Japan is number one in life expectancy, largely because of its extremely supportive social network, according to Sapolsky. He cited similar findings in the United States. "Two of the healthiest states are Vermont and Utah, while two of the unhealthiest are Nevada and New Hampshire," he noted. "Vermont is a much more left-leaning state in terms of its social support systems, while its neighbor New Hampshire prides itself on no income tax and go it alone. In Utah, the Mormon church provides extended social support, explanations for why things are and structure. You can't ask for more than that. And next door is Nevada, where people are keeling over dead from all of their excesses. It's very interesting."
Typically, observant Mormons and other religious people are less likely to smoke and drink, he noted. "But once you control for that, religiosity in and of itself is good for your health in some ways, although less than some of its advocates would have you believe," Sapolsky said. "It infuriates me, because I'm an atheist, so it makes me absolutely crazy, but it makes perfect sense. If you have come up with a system that not only tells you why things are but is capped off with certain knowledge that some thing or things respond preferentially to you, you're filling a whole lot of pieces there—gaining some predictability, attribution, social support and control over the scariest realms of our lives."
From a neuroscience perspective, Sapolsky pointed to several exciting new areas of research. "It's becoming clear that in the hippocampus, the part of the brain most susceptible to stress hormones, you see atrophy in people with post-traumatic stress disorder and major depression," he said. "There's a ton of very exciting, very contentious work as to whether stress is causing that part of the brain to atrophy, and if so, is it reversible. Or does having a small hippocampus make you more vulnerable to stress-related traumas?
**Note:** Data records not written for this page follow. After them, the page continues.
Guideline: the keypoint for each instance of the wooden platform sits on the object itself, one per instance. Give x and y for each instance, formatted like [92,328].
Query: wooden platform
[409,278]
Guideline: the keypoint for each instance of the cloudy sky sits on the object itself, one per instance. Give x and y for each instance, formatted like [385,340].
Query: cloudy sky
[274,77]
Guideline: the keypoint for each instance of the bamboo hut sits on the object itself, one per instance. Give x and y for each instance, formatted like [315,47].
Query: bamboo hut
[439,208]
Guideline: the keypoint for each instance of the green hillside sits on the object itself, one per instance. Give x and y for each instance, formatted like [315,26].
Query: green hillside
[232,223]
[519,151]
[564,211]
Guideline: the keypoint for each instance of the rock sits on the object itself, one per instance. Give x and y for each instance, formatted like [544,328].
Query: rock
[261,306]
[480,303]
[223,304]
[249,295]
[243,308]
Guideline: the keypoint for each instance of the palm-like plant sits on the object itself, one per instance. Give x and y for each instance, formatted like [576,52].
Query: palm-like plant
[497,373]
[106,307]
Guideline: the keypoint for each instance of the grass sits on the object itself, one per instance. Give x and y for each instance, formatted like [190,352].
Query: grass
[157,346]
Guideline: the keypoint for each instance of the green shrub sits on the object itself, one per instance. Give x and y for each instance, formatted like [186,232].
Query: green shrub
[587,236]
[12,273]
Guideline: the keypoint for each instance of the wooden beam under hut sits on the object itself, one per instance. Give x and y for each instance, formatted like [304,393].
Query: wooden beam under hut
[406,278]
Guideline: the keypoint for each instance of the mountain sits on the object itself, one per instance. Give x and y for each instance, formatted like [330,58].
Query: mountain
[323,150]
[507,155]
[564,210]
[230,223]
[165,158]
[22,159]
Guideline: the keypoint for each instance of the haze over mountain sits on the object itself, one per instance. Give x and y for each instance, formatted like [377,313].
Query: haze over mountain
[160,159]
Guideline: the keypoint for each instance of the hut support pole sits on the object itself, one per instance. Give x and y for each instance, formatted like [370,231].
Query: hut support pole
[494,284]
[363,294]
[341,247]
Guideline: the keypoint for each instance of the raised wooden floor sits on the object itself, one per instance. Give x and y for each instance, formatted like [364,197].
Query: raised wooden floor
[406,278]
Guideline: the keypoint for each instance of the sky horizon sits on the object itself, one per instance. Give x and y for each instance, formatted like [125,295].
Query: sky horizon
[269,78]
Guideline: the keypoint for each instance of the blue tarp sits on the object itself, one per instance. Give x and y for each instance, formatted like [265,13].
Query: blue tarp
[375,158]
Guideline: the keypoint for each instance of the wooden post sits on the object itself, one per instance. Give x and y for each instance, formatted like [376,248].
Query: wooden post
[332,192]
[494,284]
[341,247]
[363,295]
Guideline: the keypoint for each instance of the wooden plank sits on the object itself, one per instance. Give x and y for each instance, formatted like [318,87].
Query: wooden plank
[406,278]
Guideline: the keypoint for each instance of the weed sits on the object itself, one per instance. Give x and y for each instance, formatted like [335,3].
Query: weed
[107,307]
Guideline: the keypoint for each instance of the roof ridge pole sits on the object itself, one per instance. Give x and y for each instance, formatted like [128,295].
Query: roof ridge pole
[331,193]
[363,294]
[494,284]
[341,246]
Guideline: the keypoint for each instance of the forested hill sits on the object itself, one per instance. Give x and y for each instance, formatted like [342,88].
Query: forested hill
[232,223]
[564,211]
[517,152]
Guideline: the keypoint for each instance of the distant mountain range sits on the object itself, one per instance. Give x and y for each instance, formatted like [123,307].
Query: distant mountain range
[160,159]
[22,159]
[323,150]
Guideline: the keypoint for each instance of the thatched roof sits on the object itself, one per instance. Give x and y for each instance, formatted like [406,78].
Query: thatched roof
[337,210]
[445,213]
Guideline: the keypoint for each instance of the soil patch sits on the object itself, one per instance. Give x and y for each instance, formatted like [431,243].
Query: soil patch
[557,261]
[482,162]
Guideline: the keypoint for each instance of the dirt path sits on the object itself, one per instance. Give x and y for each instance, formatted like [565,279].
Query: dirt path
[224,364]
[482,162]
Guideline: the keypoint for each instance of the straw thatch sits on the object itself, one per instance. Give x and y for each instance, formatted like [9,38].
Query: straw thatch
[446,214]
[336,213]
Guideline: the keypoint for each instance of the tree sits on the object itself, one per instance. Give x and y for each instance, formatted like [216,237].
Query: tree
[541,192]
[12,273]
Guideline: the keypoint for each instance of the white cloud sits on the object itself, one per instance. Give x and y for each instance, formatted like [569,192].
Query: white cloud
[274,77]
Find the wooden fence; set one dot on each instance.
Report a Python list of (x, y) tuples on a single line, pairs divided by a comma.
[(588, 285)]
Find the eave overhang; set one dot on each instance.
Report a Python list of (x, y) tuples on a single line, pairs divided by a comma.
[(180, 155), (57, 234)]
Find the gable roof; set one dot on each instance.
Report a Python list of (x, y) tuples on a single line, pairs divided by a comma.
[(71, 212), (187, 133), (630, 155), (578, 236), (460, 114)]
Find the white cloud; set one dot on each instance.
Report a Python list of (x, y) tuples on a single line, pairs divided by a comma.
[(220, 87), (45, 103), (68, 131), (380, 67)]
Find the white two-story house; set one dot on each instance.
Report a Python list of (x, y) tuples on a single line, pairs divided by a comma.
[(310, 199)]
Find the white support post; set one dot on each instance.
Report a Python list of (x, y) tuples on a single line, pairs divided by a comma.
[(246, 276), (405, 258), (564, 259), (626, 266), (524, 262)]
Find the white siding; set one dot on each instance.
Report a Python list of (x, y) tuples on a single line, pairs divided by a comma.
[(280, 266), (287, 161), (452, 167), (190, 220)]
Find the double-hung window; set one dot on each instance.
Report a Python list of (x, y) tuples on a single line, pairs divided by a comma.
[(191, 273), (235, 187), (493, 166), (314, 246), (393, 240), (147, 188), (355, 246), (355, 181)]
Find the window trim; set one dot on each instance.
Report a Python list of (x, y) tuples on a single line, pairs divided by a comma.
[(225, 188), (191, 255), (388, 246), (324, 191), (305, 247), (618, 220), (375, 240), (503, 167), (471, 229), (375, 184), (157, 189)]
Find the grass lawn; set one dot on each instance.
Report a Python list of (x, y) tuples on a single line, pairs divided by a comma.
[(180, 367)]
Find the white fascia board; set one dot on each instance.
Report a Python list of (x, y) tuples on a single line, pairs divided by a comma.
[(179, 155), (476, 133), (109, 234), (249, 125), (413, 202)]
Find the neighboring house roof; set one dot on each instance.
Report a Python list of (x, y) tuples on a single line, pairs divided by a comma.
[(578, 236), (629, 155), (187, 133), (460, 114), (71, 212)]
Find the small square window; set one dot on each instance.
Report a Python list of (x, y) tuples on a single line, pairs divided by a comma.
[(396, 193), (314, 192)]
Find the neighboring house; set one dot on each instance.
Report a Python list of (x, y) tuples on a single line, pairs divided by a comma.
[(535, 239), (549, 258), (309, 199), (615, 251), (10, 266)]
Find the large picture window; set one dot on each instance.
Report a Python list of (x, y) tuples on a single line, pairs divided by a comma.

There's evidence for both sides."
He also cited new studies suggesting that chronic stress causes DNA to age faster. "Over time, the ends of your chromosomes fray, and as they fray your DNA stops working as well, and eventually that could wind up doing in the cell," he said. "There are now studies showing that chromosomal DNA aging accelerates in young, healthy humans who experience something incredibly psychologically stressful. That's a huge finding."
According to Sapolsky, the most important new area of neuroscience research may be the effort to understand differences in the way individuals respond to stress. "This gets you into the realm of why do some people see stressors that other people don't, and why, in the face of something that is undeniably a stressor to everybody, do some people do so much worse than others?" he said. "Genes, no doubt, have something to do with it, but not all that much. However, there is evidence about development beginning with fetal life—prenatal stress, stress hormones from the mom getting through fetal circulation—having all sorts of long-term effects.
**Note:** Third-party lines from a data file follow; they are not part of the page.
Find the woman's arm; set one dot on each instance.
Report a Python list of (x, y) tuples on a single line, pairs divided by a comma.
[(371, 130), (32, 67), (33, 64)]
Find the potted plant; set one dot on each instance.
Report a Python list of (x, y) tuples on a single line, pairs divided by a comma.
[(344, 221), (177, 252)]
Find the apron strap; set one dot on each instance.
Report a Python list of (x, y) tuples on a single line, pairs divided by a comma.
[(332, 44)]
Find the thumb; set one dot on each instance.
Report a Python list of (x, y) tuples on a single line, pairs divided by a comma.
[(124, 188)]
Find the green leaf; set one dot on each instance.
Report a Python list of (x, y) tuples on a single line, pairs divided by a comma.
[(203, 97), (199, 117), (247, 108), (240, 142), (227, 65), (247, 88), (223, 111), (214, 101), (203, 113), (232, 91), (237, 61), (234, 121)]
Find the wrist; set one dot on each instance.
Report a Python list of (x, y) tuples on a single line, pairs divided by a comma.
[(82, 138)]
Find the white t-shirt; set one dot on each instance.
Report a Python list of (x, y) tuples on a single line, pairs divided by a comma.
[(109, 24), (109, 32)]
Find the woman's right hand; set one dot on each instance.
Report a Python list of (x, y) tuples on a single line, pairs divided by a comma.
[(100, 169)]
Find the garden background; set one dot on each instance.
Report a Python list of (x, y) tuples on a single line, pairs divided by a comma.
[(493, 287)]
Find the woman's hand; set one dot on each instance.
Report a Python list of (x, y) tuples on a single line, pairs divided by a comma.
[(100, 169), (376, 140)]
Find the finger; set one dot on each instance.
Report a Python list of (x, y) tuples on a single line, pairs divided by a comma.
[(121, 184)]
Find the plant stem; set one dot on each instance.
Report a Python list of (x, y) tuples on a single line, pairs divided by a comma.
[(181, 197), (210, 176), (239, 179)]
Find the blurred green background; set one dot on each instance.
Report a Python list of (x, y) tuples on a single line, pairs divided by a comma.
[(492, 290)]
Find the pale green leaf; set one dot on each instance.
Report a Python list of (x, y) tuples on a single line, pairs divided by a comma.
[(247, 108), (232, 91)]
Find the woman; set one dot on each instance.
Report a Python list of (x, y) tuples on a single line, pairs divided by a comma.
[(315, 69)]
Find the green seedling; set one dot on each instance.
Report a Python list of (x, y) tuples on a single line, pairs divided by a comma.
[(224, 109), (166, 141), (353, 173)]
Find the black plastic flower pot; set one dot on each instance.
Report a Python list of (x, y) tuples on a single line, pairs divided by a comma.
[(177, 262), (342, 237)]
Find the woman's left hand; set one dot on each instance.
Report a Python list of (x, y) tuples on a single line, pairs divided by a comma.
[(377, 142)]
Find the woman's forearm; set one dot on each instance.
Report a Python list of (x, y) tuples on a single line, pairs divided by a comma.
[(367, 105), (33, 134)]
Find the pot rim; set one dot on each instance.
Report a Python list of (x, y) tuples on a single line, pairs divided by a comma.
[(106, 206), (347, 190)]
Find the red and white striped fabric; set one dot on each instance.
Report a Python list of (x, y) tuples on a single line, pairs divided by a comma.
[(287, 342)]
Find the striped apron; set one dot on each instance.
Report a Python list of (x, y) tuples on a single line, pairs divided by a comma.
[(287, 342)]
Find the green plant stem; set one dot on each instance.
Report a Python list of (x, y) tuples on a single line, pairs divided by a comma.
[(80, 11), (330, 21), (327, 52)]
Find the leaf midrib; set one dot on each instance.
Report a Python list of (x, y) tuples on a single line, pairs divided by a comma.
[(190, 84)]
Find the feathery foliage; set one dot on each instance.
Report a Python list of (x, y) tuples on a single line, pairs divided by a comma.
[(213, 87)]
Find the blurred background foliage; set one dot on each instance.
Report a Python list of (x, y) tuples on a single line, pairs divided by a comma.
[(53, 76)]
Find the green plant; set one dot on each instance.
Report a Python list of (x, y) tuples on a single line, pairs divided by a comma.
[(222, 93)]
"We're now about 70 years into thinking that sustained stress can do bad things to your health. The biggest challenge for the next 70 years is figuring out why some of us are so much more vulnerable than others."
In the meantime, Sapolsky suggested that people do whatever they can to reduce stress in their daily lives. "Try stress management, change your priorities or go into therapy," he said. "It takes work. Some people clearly never can overcome it. But the same things that make us smart enough to generate the kind of psychological stress that's unheard of in other primates can be the same things that can protect us. We are malleable."